3.2. De la nécessité de recourir aux habitudes...

Au vu de l’évident parallélisme, si ce n’est même de l’identité, des démarches déployées par le pseudo-comportementaliste afin d’offrir un éclairage standard de ces constats empiriques auxquels réfèrent les mécanismes du satisficing, d’une part, et de l’habitude, d’autre part, il doit apparaître inutile de présenter les objections que ne manquerait pas de formuler le comportementaliste authentique à l’encontre des développements inscrits dans la veine du propos de Stigler & Becker [1977]. La perspective d’une endogénéisation optimale des coûts de décision, qu’elle entende soumettre la thèse du satisficing ou rendre compte de la prégnance des habitudes, bute en effet sur des difficultés empiriques et logiques dont on s’est déjà fait l’écho. Aussi ne reviendra-t-on que de façon ponctuelle sur ces objections, pour nous attacher, dans le cadre de cette sous-section, à spécifier et articuler plus finement les domaines du nécessaire, du raisonnable et du rationnel.

Les réflexions que consacrent Leibenstein ou Simon aux habitudes invitent clairement à placer celles-ci sous le signe de la nécessité ; une nécessité que les auteurs semblent percevoir, chacun à leur façon, comme renvoyant aux attributs de la nature humaine. Ce point apparaît particulièrement évident quant il en va de la justification cognitive du caractère prégnant des habitudes suggérée par Simon [1947]. Mais c’est aussi la marque de la nécessité que semble vouloir conférer aux habitudes Leibenstein [1987] lorsque l’auteur rectifie la présentation originelle de sa théorie motivationnelle des zones d’inertie. Chacune de ces présentations repose sur l’existence d’insuffisances d’ordre essentiellement quantitatif qui marqueraient les aptitudes -ici motivationnelles, là cognitives- de l’acteur. Ainsi la présentation de Simon [1947] met-elle l’accent sur la quantité limitée de ressources attentionnelles dont dispose l’individu, sur un laps de temps donné, afin de faire face aux sollicitations multiples qui voient jour au fil de ses activités. De même la perspective de Leibenstein [1976, 1987] esquisse-t-elle l’image d’un décideur qui serait doté d’une énergie motivationnelle en quantité limitée, se laissant ainsi volontiers envahir par une forme d’aversion pour l’effort. Mais si dans l’une comme l’autre de ces interprétations les mécanismes de l’habitude peuvent sans doute apparaître raisonnables, ils ne sauraient être communément tenus pour rationnels.

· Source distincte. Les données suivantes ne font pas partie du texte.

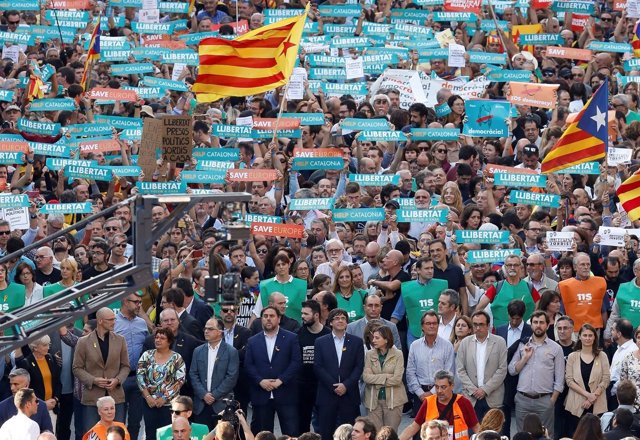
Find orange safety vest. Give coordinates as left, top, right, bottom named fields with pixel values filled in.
left=558, top=276, right=607, bottom=332
left=425, top=394, right=469, bottom=440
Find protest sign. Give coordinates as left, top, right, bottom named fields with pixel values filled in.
left=160, top=116, right=193, bottom=163
left=507, top=82, right=560, bottom=109
left=138, top=118, right=166, bottom=181
left=462, top=99, right=511, bottom=138
left=607, top=147, right=633, bottom=166
left=251, top=222, right=304, bottom=238
left=227, top=168, right=277, bottom=182
left=371, top=69, right=428, bottom=110
left=509, top=190, right=560, bottom=208
left=456, top=229, right=509, bottom=244
left=598, top=226, right=629, bottom=246
left=547, top=231, right=573, bottom=252
left=467, top=249, right=522, bottom=264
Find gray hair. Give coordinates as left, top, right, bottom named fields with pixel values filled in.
left=29, top=335, right=51, bottom=350
left=96, top=396, right=116, bottom=409
left=9, top=368, right=31, bottom=383
left=433, top=370, right=454, bottom=385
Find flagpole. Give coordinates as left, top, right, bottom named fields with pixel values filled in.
left=487, top=0, right=512, bottom=69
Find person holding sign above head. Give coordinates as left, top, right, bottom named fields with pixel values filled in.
left=558, top=252, right=607, bottom=332
left=391, top=257, right=447, bottom=346
left=476, top=254, right=540, bottom=327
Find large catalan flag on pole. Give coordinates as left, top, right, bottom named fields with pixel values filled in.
left=192, top=4, right=309, bottom=102
left=542, top=79, right=609, bottom=174
left=80, top=15, right=102, bottom=90
left=616, top=171, right=640, bottom=221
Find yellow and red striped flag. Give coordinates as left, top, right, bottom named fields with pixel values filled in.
left=80, top=15, right=102, bottom=91
left=542, top=79, right=609, bottom=174
left=616, top=170, right=640, bottom=221
left=192, top=3, right=309, bottom=102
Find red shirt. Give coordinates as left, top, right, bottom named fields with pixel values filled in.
left=413, top=396, right=478, bottom=429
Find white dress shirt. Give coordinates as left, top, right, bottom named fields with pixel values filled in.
left=473, top=336, right=489, bottom=388
left=507, top=321, right=524, bottom=347
left=0, top=411, right=40, bottom=440
left=207, top=341, right=220, bottom=392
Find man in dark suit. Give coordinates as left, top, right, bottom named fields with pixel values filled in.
left=189, top=318, right=240, bottom=430
left=0, top=368, right=53, bottom=432
left=143, top=309, right=202, bottom=398
left=220, top=304, right=251, bottom=414
left=160, top=288, right=204, bottom=341
left=313, top=309, right=364, bottom=440
left=496, top=299, right=533, bottom=437
left=171, top=278, right=213, bottom=327
left=245, top=306, right=304, bottom=437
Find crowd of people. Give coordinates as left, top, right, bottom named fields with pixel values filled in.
left=0, top=0, right=640, bottom=440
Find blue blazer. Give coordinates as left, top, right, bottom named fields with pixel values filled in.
left=244, top=327, right=302, bottom=405
left=313, top=333, right=364, bottom=406
left=0, top=396, right=53, bottom=432
left=189, top=340, right=240, bottom=414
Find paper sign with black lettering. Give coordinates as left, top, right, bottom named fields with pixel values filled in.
left=547, top=231, right=573, bottom=252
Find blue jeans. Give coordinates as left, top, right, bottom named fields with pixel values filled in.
left=122, top=376, right=144, bottom=440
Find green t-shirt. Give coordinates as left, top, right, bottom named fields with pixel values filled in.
left=260, top=277, right=307, bottom=322
left=336, top=289, right=367, bottom=322
left=616, top=279, right=640, bottom=328
left=400, top=278, right=448, bottom=338
left=491, top=280, right=536, bottom=328
left=156, top=423, right=209, bottom=440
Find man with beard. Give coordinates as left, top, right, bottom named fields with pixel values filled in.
left=509, top=310, right=565, bottom=433
left=298, top=300, right=330, bottom=432
left=476, top=254, right=540, bottom=328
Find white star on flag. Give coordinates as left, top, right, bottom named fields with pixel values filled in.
left=591, top=107, right=607, bottom=131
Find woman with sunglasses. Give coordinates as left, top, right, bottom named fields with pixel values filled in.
left=14, top=263, right=43, bottom=306
left=136, top=328, right=186, bottom=438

Le nécessaire, le raisonnable et le rationnel... tel était déjà, précisément, le triptyque mobilisé à l’occasion de notre discussion comparée des éclairages comportementalistes et pseudo-comportementalistes de la thèse du satisficing. Deux lignes de contraste permettent, en fait, de bien asseoir la signification de ce triptyque : il s’agit ainsi, d’abord, de contraster le domaine de la nécessité avec celui de la rationalité -limitée ou optimale- ; il s’agit, ensuite, de distinguer le domaine du raisonnable de celui du rationnel -ou de revenir, justement, sur la distinction entre rationalité limitée et rationalité optimale. Reprenons ici chacun de ces contrastes.